Amanhã vou partir para a Europa. De onde mandarei meus textos para este Jornal. Minha sede será Londres. E de lá planejarei minhas viagens. Por exemplo, vou a Paris ver de novo a Mona Lisa pois estou com saudade. E comprar perfumes. E sobretudo reclamar com a Maison Carven por eles não fabricarem mais o meu perfume, e que mais combina comigo, Vert et Blanc. Irei ao teatro também. E à Rive Gauche.
Voltarei então para Londres onde permanecerei uma, duas semanas. E seguirei para a minha amada Itália. Roma antes. Depois Florença. É em Roma que, por intermédio de conhecidos mútuos, conhecerei Onassis e há possibilidades de combinar um cruzeiro pelo Mediterrâneo.
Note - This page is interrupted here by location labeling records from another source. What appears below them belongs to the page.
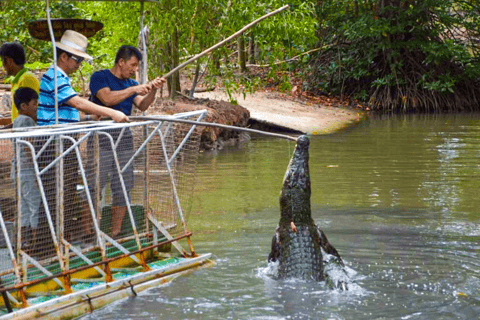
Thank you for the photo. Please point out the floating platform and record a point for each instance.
(110, 221)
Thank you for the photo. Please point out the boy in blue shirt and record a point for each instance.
(26, 100)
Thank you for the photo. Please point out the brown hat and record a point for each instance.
(75, 43)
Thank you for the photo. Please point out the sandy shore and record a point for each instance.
(306, 117)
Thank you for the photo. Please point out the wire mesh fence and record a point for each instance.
(81, 195)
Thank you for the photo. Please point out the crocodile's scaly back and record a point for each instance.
(298, 243)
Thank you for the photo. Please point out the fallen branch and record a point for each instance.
(221, 43)
(280, 62)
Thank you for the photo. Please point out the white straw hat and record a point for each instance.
(75, 43)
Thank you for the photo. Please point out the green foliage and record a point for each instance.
(178, 30)
(393, 56)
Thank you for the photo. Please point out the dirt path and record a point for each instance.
(272, 108)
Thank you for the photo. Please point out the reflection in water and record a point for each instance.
(398, 198)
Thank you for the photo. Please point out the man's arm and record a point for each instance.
(111, 98)
(91, 108)
(143, 102)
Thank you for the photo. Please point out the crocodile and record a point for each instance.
(298, 243)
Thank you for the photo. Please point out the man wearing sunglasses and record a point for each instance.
(71, 51)
(115, 89)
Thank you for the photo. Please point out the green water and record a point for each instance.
(397, 197)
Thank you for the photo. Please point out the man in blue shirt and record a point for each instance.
(71, 51)
(115, 89)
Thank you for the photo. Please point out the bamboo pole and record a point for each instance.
(212, 124)
(221, 43)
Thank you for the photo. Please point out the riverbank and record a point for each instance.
(290, 113)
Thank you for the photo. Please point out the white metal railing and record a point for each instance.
(69, 165)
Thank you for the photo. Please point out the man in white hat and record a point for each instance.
(71, 51)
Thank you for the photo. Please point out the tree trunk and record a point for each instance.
(241, 54)
(251, 48)
(195, 79)
(174, 85)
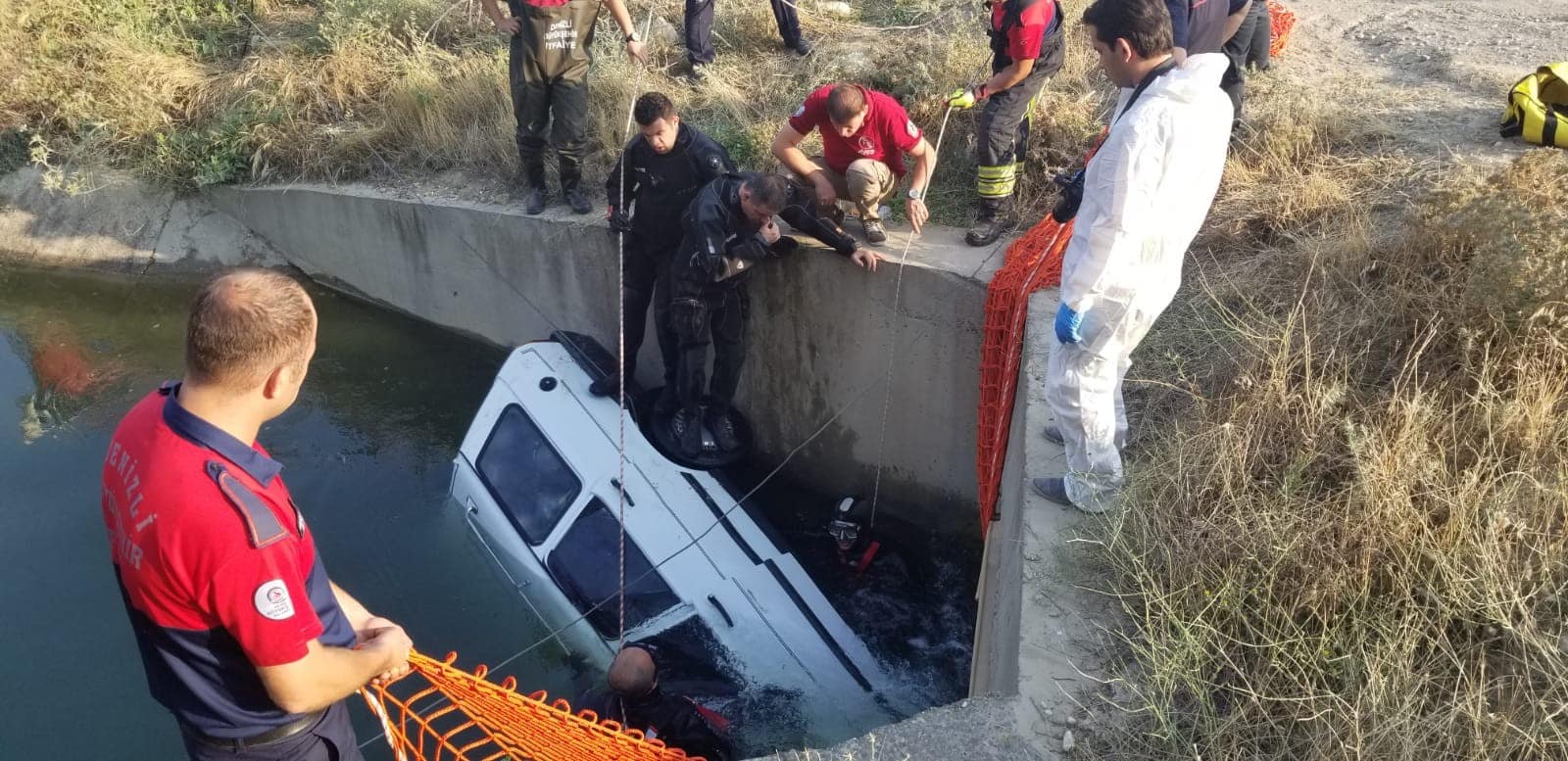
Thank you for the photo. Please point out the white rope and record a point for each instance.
(619, 331)
(898, 324)
(386, 724)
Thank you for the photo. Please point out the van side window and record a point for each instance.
(527, 476)
(585, 565)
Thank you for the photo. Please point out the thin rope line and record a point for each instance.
(898, 324)
(619, 350)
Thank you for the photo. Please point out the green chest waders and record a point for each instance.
(549, 85)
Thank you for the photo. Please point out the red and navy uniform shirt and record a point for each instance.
(885, 135)
(219, 570)
(1024, 38)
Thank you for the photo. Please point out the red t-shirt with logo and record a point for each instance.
(214, 589)
(1026, 38)
(885, 135)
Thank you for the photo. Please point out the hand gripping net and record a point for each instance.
(441, 713)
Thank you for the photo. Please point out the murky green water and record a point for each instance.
(368, 454)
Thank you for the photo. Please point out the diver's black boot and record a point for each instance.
(687, 428)
(668, 403)
(723, 426)
(530, 182)
(992, 222)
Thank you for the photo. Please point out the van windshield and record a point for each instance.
(527, 476)
(585, 564)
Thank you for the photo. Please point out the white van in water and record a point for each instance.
(708, 585)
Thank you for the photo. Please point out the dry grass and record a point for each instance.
(195, 93)
(1348, 526)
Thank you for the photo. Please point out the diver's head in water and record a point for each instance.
(634, 672)
(846, 523)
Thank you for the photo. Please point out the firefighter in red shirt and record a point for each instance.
(864, 138)
(1026, 52)
(242, 635)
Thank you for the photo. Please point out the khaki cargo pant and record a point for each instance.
(867, 183)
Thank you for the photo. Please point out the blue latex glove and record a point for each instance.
(1068, 324)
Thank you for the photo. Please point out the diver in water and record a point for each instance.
(851, 531)
(637, 703)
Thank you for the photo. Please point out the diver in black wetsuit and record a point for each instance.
(725, 232)
(637, 703)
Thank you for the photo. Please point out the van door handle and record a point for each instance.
(721, 611)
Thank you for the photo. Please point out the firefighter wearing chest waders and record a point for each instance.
(1026, 52)
(549, 86)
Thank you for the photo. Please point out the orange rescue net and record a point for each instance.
(441, 713)
(1280, 24)
(1034, 262)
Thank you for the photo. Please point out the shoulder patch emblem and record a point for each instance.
(271, 600)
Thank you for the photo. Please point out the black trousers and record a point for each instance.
(715, 316)
(331, 739)
(700, 26)
(557, 109)
(1003, 140)
(643, 263)
(1249, 46)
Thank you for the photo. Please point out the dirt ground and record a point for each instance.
(1439, 70)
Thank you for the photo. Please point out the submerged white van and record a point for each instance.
(708, 585)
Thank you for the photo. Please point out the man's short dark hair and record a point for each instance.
(634, 672)
(653, 107)
(846, 102)
(1144, 24)
(245, 323)
(767, 190)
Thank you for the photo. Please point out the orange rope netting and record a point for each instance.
(1034, 262)
(441, 713)
(1280, 24)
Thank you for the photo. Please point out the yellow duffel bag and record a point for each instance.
(1539, 107)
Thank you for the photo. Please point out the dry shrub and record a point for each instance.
(1352, 542)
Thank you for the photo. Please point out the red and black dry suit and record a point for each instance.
(674, 721)
(549, 83)
(659, 188)
(1019, 30)
(708, 308)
Irei à Grécia que só conheço de rápida passagem. Preciso realmente ver de novo a Acropóle. E preciso voltar a ver as pirâmides e a Esfinge. A Esfinge me intrigou: quero defrontá-la de novo, face a face, em jogo aberto e limpo. Vou ver quem devora quem. Talvez nada aconteça. Porque o ser humano é uma esfinge também e a Esfinge não sabe decifrá-lo. Nem decifrar a si mesma. No que nós nos decifrássemos, teríamos a chave da vida.
Quero tomar banhos de mar em Biarritz-porque lá eu vi as ondas mais altas, o mar mais compacto e mais verde e turbulento. E majestoso. San Sebastian não quero rever. Mas quero voltar a Toledo e a Córdoba. Em Toledo reverei os El Greco.
Pegarei na Europa a primavera, o que já em si é motivo para uma viagem para lá. Irei a Israel, essa comunidade antiga e a mais nova: quero ver como é que se vive sob padrões diferentes.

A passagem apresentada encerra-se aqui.